7  Cardiovascular benefits of n-3 polyunsaturated fatty acids
N-3 PUFAs and many of the their endogenously generated metabolites act as bioactive lipid molecules with a wide array of properties against numerous disorders including CVD (Lordan, Redfern, Tsoupras, & Zabetakis, 2020; Lordan, Tsoupras, & Zabetakis, 2017; Moro, Nagahashi, Ramanathan, Takabe, & Wakai, 2016). Numerous studies have suggested higher consumption of n-3 PUFAs lowers the number of mortalities related to CVD (Darwesh, Sosnowski, Lee, Keshavarz-Bahaghighat, & Seubert, 2019; Kris-Etherton, Harris, Appel, & Nutrition, 2003; Lee, O'Keefe, Lavie, & Harris, 2009; Mozaffarian, 2007).

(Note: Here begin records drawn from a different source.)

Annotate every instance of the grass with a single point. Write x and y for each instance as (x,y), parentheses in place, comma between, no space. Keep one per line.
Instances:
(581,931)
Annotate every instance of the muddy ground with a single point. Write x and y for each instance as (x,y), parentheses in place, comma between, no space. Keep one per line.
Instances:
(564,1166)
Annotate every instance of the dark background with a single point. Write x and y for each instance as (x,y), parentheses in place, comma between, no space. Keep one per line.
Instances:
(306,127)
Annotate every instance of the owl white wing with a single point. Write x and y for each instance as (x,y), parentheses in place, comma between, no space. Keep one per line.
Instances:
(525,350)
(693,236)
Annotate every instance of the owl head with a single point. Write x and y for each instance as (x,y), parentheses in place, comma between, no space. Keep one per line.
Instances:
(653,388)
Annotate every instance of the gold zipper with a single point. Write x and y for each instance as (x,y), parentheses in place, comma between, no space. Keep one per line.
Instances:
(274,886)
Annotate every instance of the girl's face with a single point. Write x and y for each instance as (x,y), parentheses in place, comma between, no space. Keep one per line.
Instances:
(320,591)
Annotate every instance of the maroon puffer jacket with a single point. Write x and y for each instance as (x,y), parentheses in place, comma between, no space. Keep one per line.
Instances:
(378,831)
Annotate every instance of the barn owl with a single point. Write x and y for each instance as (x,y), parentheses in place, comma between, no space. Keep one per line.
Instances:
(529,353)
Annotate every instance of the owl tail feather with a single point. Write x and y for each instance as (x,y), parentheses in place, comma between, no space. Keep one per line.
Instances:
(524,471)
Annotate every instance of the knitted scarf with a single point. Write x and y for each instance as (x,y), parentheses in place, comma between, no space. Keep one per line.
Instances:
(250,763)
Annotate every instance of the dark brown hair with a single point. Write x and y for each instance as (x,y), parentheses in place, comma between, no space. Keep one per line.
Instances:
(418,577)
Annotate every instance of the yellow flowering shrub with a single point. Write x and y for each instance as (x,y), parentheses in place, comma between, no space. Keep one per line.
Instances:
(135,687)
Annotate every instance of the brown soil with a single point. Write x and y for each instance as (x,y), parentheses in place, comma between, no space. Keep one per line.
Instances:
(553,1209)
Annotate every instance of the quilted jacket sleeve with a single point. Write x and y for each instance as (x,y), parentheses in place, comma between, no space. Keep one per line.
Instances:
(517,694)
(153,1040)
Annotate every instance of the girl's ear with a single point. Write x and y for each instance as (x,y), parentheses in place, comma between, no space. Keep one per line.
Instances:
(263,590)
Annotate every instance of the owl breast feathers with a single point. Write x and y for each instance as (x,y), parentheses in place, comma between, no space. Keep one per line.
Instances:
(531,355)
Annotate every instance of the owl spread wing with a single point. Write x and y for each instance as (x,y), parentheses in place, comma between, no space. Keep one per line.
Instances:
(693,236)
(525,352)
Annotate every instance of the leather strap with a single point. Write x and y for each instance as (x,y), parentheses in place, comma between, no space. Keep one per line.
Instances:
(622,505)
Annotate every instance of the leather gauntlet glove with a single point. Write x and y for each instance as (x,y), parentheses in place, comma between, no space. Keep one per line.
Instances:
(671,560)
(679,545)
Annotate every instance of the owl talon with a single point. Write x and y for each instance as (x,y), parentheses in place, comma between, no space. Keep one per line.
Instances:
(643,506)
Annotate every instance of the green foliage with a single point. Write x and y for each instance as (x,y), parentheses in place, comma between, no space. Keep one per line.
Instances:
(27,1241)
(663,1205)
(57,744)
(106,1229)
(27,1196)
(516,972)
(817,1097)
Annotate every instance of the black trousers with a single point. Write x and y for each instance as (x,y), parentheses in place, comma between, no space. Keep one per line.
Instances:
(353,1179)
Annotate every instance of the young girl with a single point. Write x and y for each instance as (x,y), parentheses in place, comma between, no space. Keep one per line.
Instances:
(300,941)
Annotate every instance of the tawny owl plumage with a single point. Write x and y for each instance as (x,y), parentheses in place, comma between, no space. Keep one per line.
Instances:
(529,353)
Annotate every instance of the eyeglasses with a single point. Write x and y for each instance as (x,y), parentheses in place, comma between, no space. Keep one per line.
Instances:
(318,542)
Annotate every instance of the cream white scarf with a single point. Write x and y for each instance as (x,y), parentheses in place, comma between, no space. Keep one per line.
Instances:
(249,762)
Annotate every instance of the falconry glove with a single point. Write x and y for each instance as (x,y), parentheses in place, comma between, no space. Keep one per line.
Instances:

For instance, Mozaffarian et al. demonstrated higher plasma levels of n-3 PUFA biomarkers in a U.S. adults cohort study was associated with lower total mortality attributable with fewer cardiovascular compared to non-cardiovascular deaths (Mozaffarian et al., 2013). Currently, the intake of n-3 PUFAs is still recommended by the American Heart Association to prevent clinical CVD episodes in individuals with predominant coronary heart disease, such as a recent MI, to reduce death rates as well as individuals with prevalent HF to reduce hospitalizations and number of mortalities (Sacks et al., 2017; Siscovick, et al., 2017).
The cardiovascular benefits of n-3 PUFAs could be attributed to their pleiotropic effects on the different elements of the cardiovascular system. Evidence suggests a higher intake of n-3 PUFAs has a beneficial effect on lipid profiles by replacing saturated fatty acids and lowering triglyceride levels, thereby stabilizing atherosclerotic plaques and reducing the incidence of thrombus formation (Plutzky, 1999; Thies et al., 2003). Furthermore, n-3 PUFAs can enrich cell membranes and alter the lipid raft structure and function leading to improved organelle and cellular function (Din et al., 2008), autonomic tone (Abuissa, O'Keefe Jr., Harris, & Lavie, 2005; O'Keefe Jr., Abuissa, Sastre, Steinhaus, & Harris, 2006), elevated arrhythmic thresholds (Anand, Alkadri, Lavie, & Milani, 2008) and ameliorating hypertension (Geleijnse, Giltay, Grobbee, Donders, & Kok, 2002; O'Keefe Jr. et al., 2006). Importantly, several experimental, clinical and epidemiological studies hypothesize that the cardioprotective effects of n-3 PUFAs and their metabolites are attributed mainly to their immunomodulatory properties. Notably, emerging evidence demonstrates the ability of n-3 PUFAs to reduce circulating levels of inflammatory chemokines, cytokines, and the pro-inflammatory metabolites derived from n-6 PUFAs (Calder, 2013, Calder, 2017).